Santana echoes this sentiment. “We feel like the Central Park Five have to transcend [our fate] and go into a different direction to help people with programs to take care of our kids in Harlem, something that could get them off the streets. In 1989 nobody wanted to invest in us. We have to give back and invest in them. Somebody has to look out for them.”

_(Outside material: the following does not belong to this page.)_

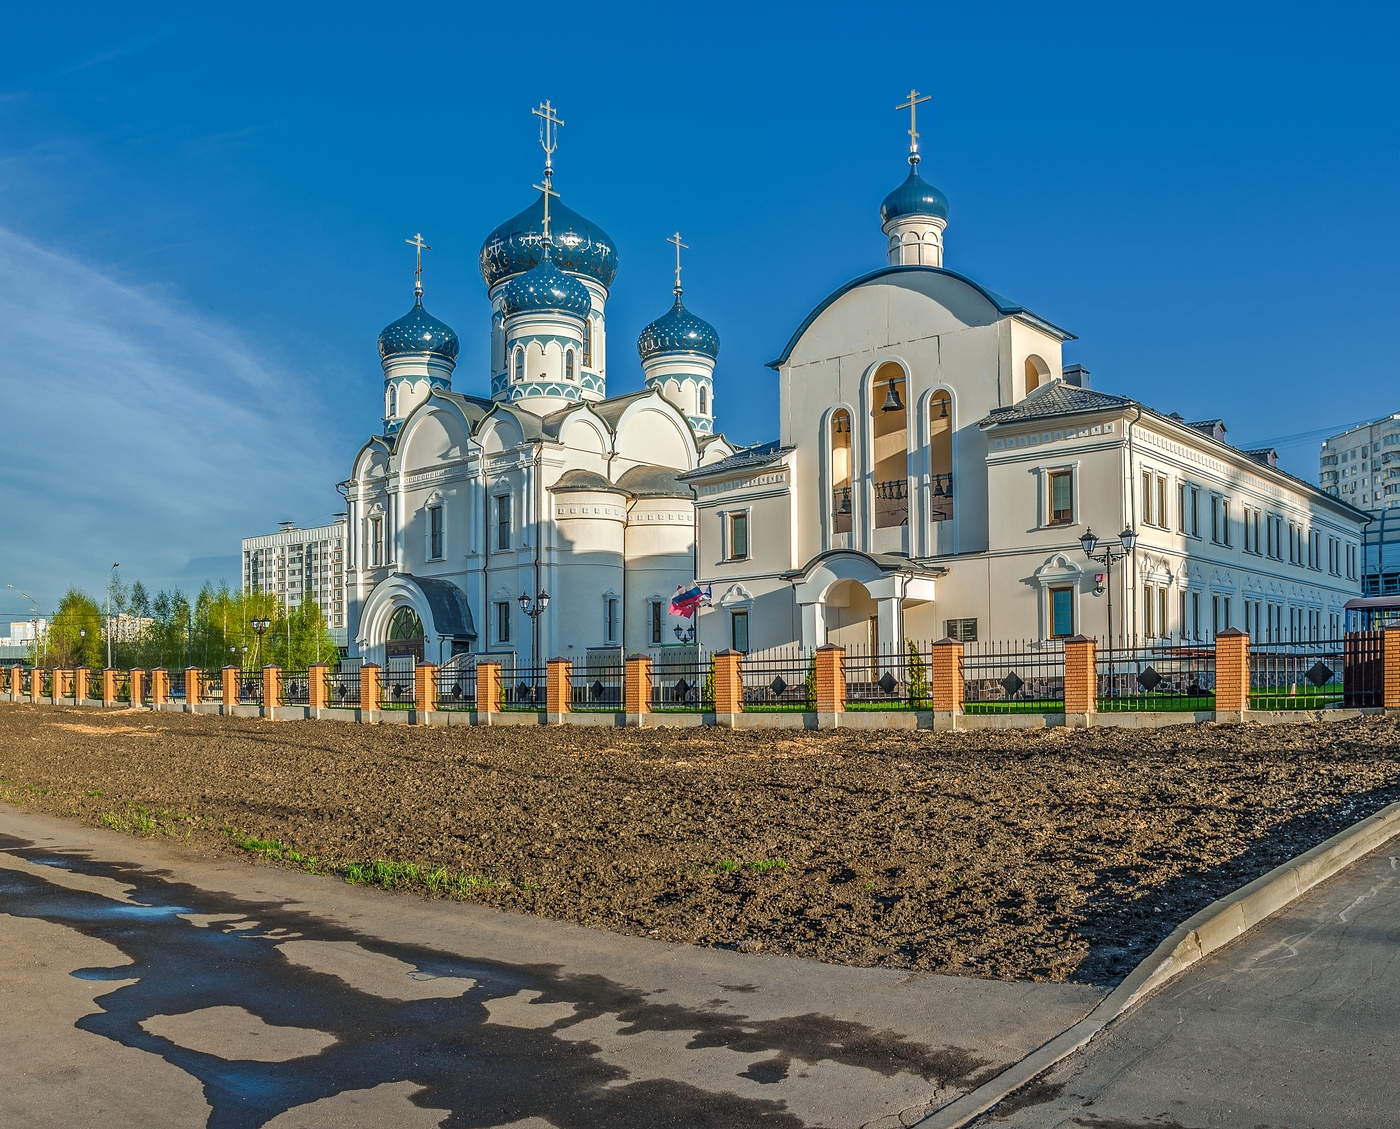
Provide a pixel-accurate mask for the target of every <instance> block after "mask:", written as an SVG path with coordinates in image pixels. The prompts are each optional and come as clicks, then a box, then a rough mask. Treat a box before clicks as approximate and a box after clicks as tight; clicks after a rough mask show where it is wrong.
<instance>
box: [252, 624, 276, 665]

Central Park was the starting point of their journey, but understandably the men say they don’t go there anymore. “And it’s a shame,” says Richardson, “because it’s a park that’s open to the public. But I am not comfortable whatsoever. My mother to this day lives across the street, but I don’t want to walk next to the park. I’ll just go in a different direction.” Wise longs to leave the city, the only place he’s ever lived, longs to get away from the pain of being here. He dreams of moving an hour into New Jersey, which he speaks of as if it’s far away. He says he’s been stopped and frisked more than 10 times, and he senses a vendetta against him by cops who want to harass him or catch him doing something. Even when he’s surrounded by his legal team in the middle of working through the case, he doesn’t feel safe because the lawyers on both sides and the psychiatrists keep asking him to relive it, to talk about how he feels. He can’t escape it; it remains present in his life. And the deep dives into his past keep him bitter.
“Shooter bias” is the principle, established in studies, that people are more likely to say they see a gun in the hand of an unarmed black person than in the hand of an unarmed white person. This is like the notion of the crimalblkman (from “criminal black man”), a word coined by Katheryn Russell-Brown, a law professor and director of the Center for the Study of Race and Race Relations at the University of Florida’s Fredric G. Levin College of Law. The word highlights how blackness and criminality have become synonymous in the public consciousness—and how black men are too often assumed to be guilty until proven innocent. These sorts of deadly assumptions allowed stop-and-frisk, a policing policy that encouraged police to place their hands on as many young black and Latino men as possible. For years in New York hundreds of thousands were stopped each year. More than 90 percent were found to be not guilty of any crime, yet they had to submit to a humiliating form of profiling before they were let go.
In 2013 a federal judge found the policy to be unconstitutional, but in countless incidents black men are approached with the presumption of guilt. This is perhaps why Trayvon Martin died. George Zimmerman spotted him in the distance and told a 911 dispatcher that Martin was up to no good, on drugs and had his hand on his waistband, implying he had a gun. It turns out he did not have a gun, was not a criminal and had just a trace amount of marijuana in his system. But Zimmerman’s assumptions set in motion a deadly chain of events. The Central Park Five were caught in a web spun from the assumption of guilt. And no matter what happens—even if the Central Park Five are paid millions—their lives were tragically altered because they were assumed to be guilty. Indeed, no matter what happens to them, there is no reason it couldn’t happen again today, no reason another group of black and Latino boys couldn’t be rounded up for a crime they didn’t commit, presumed guilty despite a dearth of evidence, convicted amid a heightened sense of civic tension and then marched into prison. It could happen anywhere in the country, and without a stroke of luck that brings the truth to light, these boys could languish in prison for a long, long time. And who would believe them?